PAGP Plains GP Holdings L.P. Class A Units representing Limited Partner Interests

Outlook: Plains GP Holdings L.P. Class A Units representing Limited Partner Interests is assigned short-term Ba1 & long-term Ba1 estimated rating.
Dominant Strategy : Sell
Time series to forecast n: 11 May 2023 for (n+4 weeks)
Methodology : Modular Neural Network (Social Media Sentiment Analysis)

Abstract

Plains GP Holdings L.P. Class A Units representing Limited Partner Interests prediction model is evaluated with Modular Neural Network (Social Media Sentiment Analysis) and ElasticNet Regression1,2,3,4 and it is concluded that the PAGP stock is predictable in the short/long term. According to price forecasts for (n+4 weeks) period, the dominant strategy among neural network is: Sell

Key Points

  1. Market Risk
  2. Understanding Buy, Sell, and Hold Ratings
  3. What are main components of Markov decision process?

PAGP Target Price Prediction Modeling Methodology

We consider Plains GP Holdings L.P. Class A Units representing Limited Partner Interests Decision Process with Modular Neural Network (Social Media Sentiment Analysis) where A is the set of discrete actions of PAGP stock holders, F is the set of discrete states, P : S × F × S → R is the transition probability distribution, R : S × F → R is the reaction function, and γ ∈ [0, 1] is a move factor for expectation.1,2,3,4


F(ElasticNet Regression)5,6,7= p a 1 p a 2 p 1 n p j 1 p j 2 p j n p k 1 p k 2 p k n p n 1 p n 2 p n n X R(Modular Neural Network (Social Media Sentiment Analysis)) X S(n):→ (n+4 weeks) i = 1 n s i

n:Time series to forecast

p:Price signals of PAGP stock

j:Nash equilibria (Neural Network)

k:Dominated move

a:Best response for target price

 

For further technical information as per how our model work we invite you to visit the article below: 

How do AC Investment Research machine learning (predictive) algorithms actually work?

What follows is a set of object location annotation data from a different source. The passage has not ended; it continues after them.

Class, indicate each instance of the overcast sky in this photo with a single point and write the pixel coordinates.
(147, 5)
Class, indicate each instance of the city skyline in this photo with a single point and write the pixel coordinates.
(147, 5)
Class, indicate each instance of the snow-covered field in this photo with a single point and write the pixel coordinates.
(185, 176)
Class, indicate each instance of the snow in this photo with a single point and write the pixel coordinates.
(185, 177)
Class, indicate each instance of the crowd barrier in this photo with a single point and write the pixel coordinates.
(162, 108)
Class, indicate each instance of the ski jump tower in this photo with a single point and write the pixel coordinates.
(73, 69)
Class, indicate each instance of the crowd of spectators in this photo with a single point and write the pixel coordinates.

PAGP Stock Forecast (Buy or Sell) for (n+4 weeks)

Sample Set: Neural Network
Stock/Index: PAGP Plains GP Holdings L.P. Class A Units representing Limited Partner Interests
Time series to forecast n: 11 May 2023 for (n+4 weeks)

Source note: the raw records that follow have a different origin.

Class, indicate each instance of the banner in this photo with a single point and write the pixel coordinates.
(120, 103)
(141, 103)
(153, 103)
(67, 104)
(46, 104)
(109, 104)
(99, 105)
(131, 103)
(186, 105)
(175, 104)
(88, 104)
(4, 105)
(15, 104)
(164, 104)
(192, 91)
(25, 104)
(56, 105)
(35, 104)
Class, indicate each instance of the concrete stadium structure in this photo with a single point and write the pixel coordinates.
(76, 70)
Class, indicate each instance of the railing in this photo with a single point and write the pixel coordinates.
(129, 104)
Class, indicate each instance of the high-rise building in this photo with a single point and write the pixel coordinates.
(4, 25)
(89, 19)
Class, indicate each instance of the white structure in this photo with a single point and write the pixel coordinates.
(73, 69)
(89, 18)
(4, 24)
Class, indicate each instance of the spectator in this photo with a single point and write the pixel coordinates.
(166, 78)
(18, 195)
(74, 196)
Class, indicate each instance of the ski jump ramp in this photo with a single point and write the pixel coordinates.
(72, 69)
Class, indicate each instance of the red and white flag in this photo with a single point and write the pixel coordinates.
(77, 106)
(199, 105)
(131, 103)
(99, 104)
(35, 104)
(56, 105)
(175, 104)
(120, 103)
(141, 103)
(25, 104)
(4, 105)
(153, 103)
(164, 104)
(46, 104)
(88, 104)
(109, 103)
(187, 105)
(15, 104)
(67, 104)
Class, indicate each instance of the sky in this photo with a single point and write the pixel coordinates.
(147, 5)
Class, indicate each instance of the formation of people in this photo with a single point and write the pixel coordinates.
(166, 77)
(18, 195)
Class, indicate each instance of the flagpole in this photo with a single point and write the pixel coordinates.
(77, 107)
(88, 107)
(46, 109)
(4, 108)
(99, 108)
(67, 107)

According to price forecasts for (n+4 weeks) period, the dominant strategy among neural network is: Sell

X axis: *Likelihood% (The higher the percentage value, the more likely the event will occur.)

Y axis: *Potential Impact% (The higher the percentage value, the more likely the price will deviate.)

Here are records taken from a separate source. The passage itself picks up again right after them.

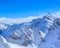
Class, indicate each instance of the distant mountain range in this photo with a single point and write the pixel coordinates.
(43, 32)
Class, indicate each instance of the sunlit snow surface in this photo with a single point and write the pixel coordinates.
(17, 46)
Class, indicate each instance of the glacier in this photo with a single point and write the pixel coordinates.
(34, 32)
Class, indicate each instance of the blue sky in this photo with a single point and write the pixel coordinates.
(24, 8)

Z axis (Grey to Black): *Technical Analysis%

IFRS Reconciliation Adjustments for Plains GP Holdings L.P. Class A Units representing Limited Partner Interests

  1. If, in applying paragraph 7.2.44, an entity reinstates a discontinued hedging relationship, the entity shall read references in paragraphs 6.9.11 and 6.9.12 to the date the alternative benchmark rate is designated as a noncontractually specified risk component for the first time as referring to the date of initial application of these amendments (ie the 24-month period for that alternative benchmark rate designated as a non-contractually specified risk component begins from the date of initial application of these amendments).
  2. An entity's business model refers to how an entity manages its financial assets in order to generate cash flows. That is, the entity's business model determines whether cash flows will result from collecting contractual cash flows, selling financial assets or both. Consequently, this assessment is not performed on the basis of scenarios that the entity does not reasonably expect to occur, such as so-called 'worst case' or 'stress case' scenarios. For example, if an entity expects that it will sell a particular portfolio of financial assets only in a stress case scenario, that scenario would not affect the entity's assessment of the business model for those assets if the entity reasonably expects that such a scenario will not occur. If cash flows are realised in a way that is different from the entity's expectations at the date that the entity assessed the business model (for example, if the entity sells more or fewer financial assets than it expected when it classified the assets), that does not give rise to a prior period error in the entity's financial statements (see IAS 8 Accounting Policies, Changes in Accounting Estimates and Errors) nor does it change the classification of the remaining financial assets held in that business model (ie those assets that the entity recognised in prior periods and still holds) as long as the entity considered all relevant information that was available at the time that it made the business model assessment.
  3. An entity shall apply this Standard retrospectively, in accordance with IAS 8 Accounting Policies, Changes in Accounting Estimates and Errors, except as specified in paragraphs 7.2.4–7.2.26 and 7.2.28. This Standard shall not be applied to items that have already been derecognised at the date of initial application.
  4. Adjusting the hedge ratio by increasing the volume of the hedging instrument does not affect how the changes in the value of the hedged item are measured. The measurement of the changes in the fair value of the hedging instrument related to the previously designated volume also remains unaffected. However, from the date of rebalancing, the changes in the fair value of the hedging instrument also include the changes in the value of the additional volume of the hedging instrument. The changes are measured starting from, and by reference to, the date of rebalancing instead of the date on which the hedging relationship was designated. For example, if an entity originally hedged the price risk of a commodity using a derivative volume of 100 tonnes as the hedging instrument and added a volume of 10 tonnes on rebalancing, the hedging instrument after rebalancing would comprise a total derivative volume of 110 tonnes. The change in the fair value of the hedging instrument is the total change in the fair value of the derivatives that make up the total volume of 110 tonnes. These derivatives could (and probably would) have different critical terms, such as their forward rates, because they were entered into at different points in time (including the possibility of designating derivatives into hedging relationships after their initial recognition).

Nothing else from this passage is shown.